A ten year-old me remembers hearing the words from my father, who offered this goal in hopes that I would be to become flexible enough to touch my toes. Stiff-legged me took Dad up on the challenge and began stretching every day until I was able to touch my toes.
I remember walking to the protective glass, where he was playing a game of racquetball, and proudly showing him my newest accomplishment, reaching down to finally touch my toes.
There was a look in his eyes of happiness, as he proudly watched his son accomplish a goal shared between father and son.
I never collected the pony, nor did I think to ask for it. Feeding a large family meant there were more important goals than my childhood pony fantasy; groceries took precedent.
The above story came to mind while midway through a stretch/yoga routine; a regular practice that was prompted by the realization I can no longer touch my toes.
A proper stretch routine can take the entire length of a regular workout, and is equally as important. Unfortunately, I’ve missed my share of stretching and have a lot of catching up to do.
Stretching is hard, just like any change. I don’t find it nearly as glamorous as an arm workout. Yet, it’s a painful discipline that ensures the next few years will be free of injury.
While working out, I encountered an emotion I had never experienced in a workout; sadness.
A sadness seemed to flow from the resistance my stiff, inflexible limbs were offering. It seemed like a taunt; laughing at me for trying to improve a weakness.
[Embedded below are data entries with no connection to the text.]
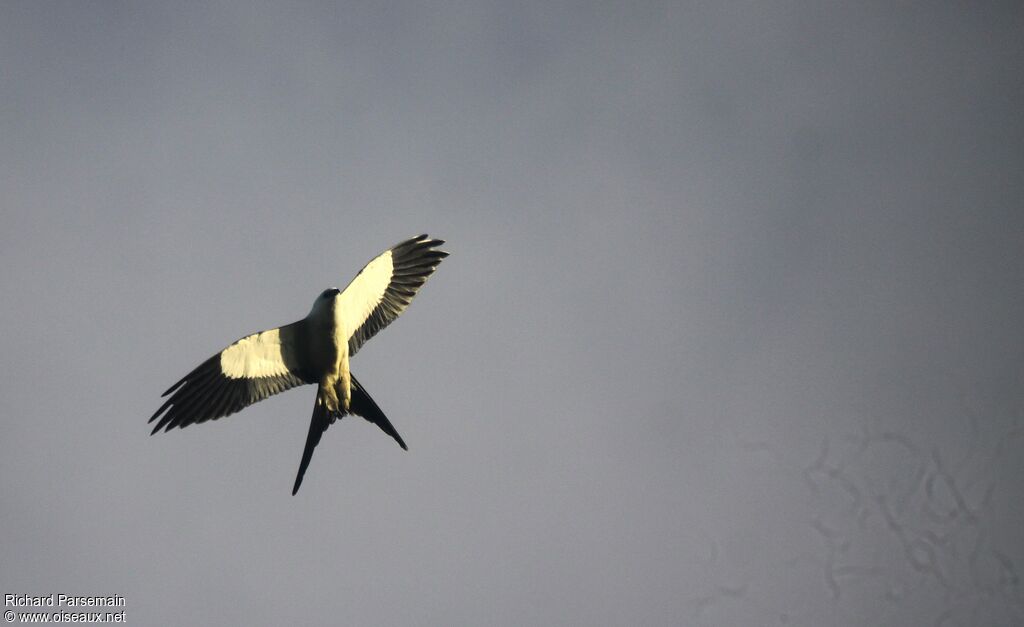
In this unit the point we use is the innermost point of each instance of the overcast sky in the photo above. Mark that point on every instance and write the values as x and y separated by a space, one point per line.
730 333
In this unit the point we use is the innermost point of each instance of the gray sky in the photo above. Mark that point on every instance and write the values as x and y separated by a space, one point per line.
730 333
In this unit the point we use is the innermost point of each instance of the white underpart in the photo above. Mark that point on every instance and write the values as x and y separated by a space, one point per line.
254 357
365 292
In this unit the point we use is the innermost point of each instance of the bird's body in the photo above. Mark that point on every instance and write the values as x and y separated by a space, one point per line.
314 349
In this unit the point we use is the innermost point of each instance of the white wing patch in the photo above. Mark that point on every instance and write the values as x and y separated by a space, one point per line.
254 357
364 294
It brought reminders of the waterfall of failure I’ve encountered.
Tears. Then…forgiveness, while pushing through movements that used to be impossible.
The moment took me back to a promise between Dad and son. The goal of his exercise wasn’t to buy me a pony, but to teach the invaluable lesson of making something better of yourself, no matter how difficult the pain.
I’ve met many people who share similar struggles; having difficulty counting your victories when it seems only the failures are present. Yet, I realized the best voice to counter the critic doesn’t come from far away; it comes from inside, when you’re willing to take action.
Today, I can stretch a little bit further and found forgiveness for the inner child that still can’t touch his toes.